StandardCharset vs. StandardCharsets

Sat May 7 18:33:06 UTC 2011

Hi Ulf,
the javadoc doesn't say explicitly that the result of 
charset.newDecoder() will be used,
so I don't see the point.

I even see that the last sentence:
   "The|||| 
<http://download.java.net/jdk7/docs/api/java/nio/charset/CharsetDecoder.html>CharsetDecoder 
class should be used when more control over the decoding process is 
required."
as a way to say that it's ok to reuse a previously existing decoder.

Rémi

On 05/07/2011 07:55 PM, Ulf Zibis wrote:
> Rémi, thanks for your feedback.
>
> Am 07.05.2011 18:00, schrieb Rémi Forax:
>> On 05/07/2011 02:17 PM, Ulf Zibis wrote:
>>> Hi all,
>>>
>>> please excuse, that I have still problems to accept this additional 
>>> class, but +1 for the plural name.
>>>
>>> If those charset constants are there, people _will use_ them without 
>>> respect on the existing _performance disadvantages_.
>>> A common typical use case should be: String.getBytes(...)
>>> On small strings there is a performance lost up to 25 % using the 
>>> charset variant vs. the charset name variant.

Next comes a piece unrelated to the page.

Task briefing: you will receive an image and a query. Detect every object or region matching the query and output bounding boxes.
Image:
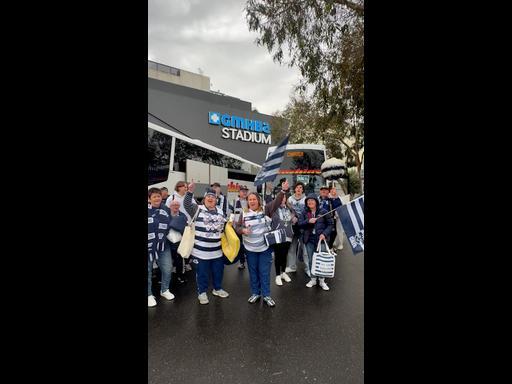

See:
>>> http://cr.openjdk.java.net/~sherman/7040220/client
>>> http://markmail.org/message/2tbas5skgkve52mz
>>> http://markmail.org/thread/lnrozcbnpcl5kmzs
>>>
>>> So I still think, we should have the standard charset names as 
>>> constants in class j.n.c.Charset:
>>>     public static final String UTF_8 = "UTF-8";  etc... 
>>
>> Using objects instead of string is a better design.
>
> I agree 50 %.
> 100 % would be to have:
>     byte[] String.getBytes(CharsetEncoder encoder)
>     String(byte[] bytes, CharsetDecoder decoder)
> So for convenience in consequence we should introduce constants for 
> CharsetDecoder's and CharsetEncoder's in j.n.c.StandardCharsets, which 
> would result in 12 additional classes to be loaded and instatiated at 
> one time, if only one of them becomes in use.
>
> But anyway, it would be better to have the canonical names of the 
> standard charsets declared in 1 place, not in 3 (Charset, 
> j.n.c.StandardCharsets, s.n.c.StandardCharsets)
>
>> I see the fact that the String method variants that takes a Charset 
>> are slower that the ones that use a String
>> as a performance bug, not as a design issue.
>>
>> The String method that takes a Charset should reuse the class-local 
>> decoder
>> and the performance problem will go away.
>> (The analysis in StringCoding.decode(Charset, ...) (point 1) forget 
>> that initializing a decoder has also a cost)
>
> Unfortunately this is not possible.
> See following discussion (my last post from 26.03.2009 - 00:52 CET, 
> unfortunately this was a private conversation):
>
>
> Am 19.03.2009 20:02, Xueming Shen schrieb:
>> Ulf Zibis wrote:
>>>
>>> Isn't there any way even to avoid instantiating new ..Array-X-coder 
>>> for each invocation of StringCoding.x-code(Charset cs, ...)?
>>> Method x-code(byte/char[]) seems to be threadsafe, if replacement 
>>> isn't changed, so I suppose, we could cache the ..Array-X-coder.
>>>
>> no. an "external" charset can do whatever it likes, it might be still 
>> the same "object", the de/encoder it "creates" might
>> be still the same "object' or looks like the same object you might 
>> have cahced,  but do total different thing.
>
>
> At first assumption user could think, that String#getBytes(byte[] buf, 
> Charset cs) might be faster than String#getBytes(byte[] buf, String 
> csn), because he assumes, that Charset would be internally created 
> from csn.
> As this is only true for the first call, there should be a *note* in 
> JavaDoc about cost of those methods in comparision. Don't forget 
> (byte[] ...) constructor's JavaDoc too.
>
> Secondly I think, that ASCII and ISO-8859-1 have high percentage here 
> especially for CORBA applications, so why not have a fast shortcut in 
> class String without internally using Charset-X-coder like 
> getASCIIbytes() + getISO_8859_1Bytes(), or more general and 
> sophisticated:
>    int getBytes(byte[] buf, byte mask) {
>        int j = 0;
>        for (int i=0; i<values.length; i++, j++) {
>            if (values[i] | mask == mask)
>                buf[j] = (byte)values[i];
>                continue;
>            if (isHighSurrogate(values[i])
>                 i++;
>            buf[j] = '?'; // or default replacement
>        }
>        return j;
>    }
>
> -Ulf
>
>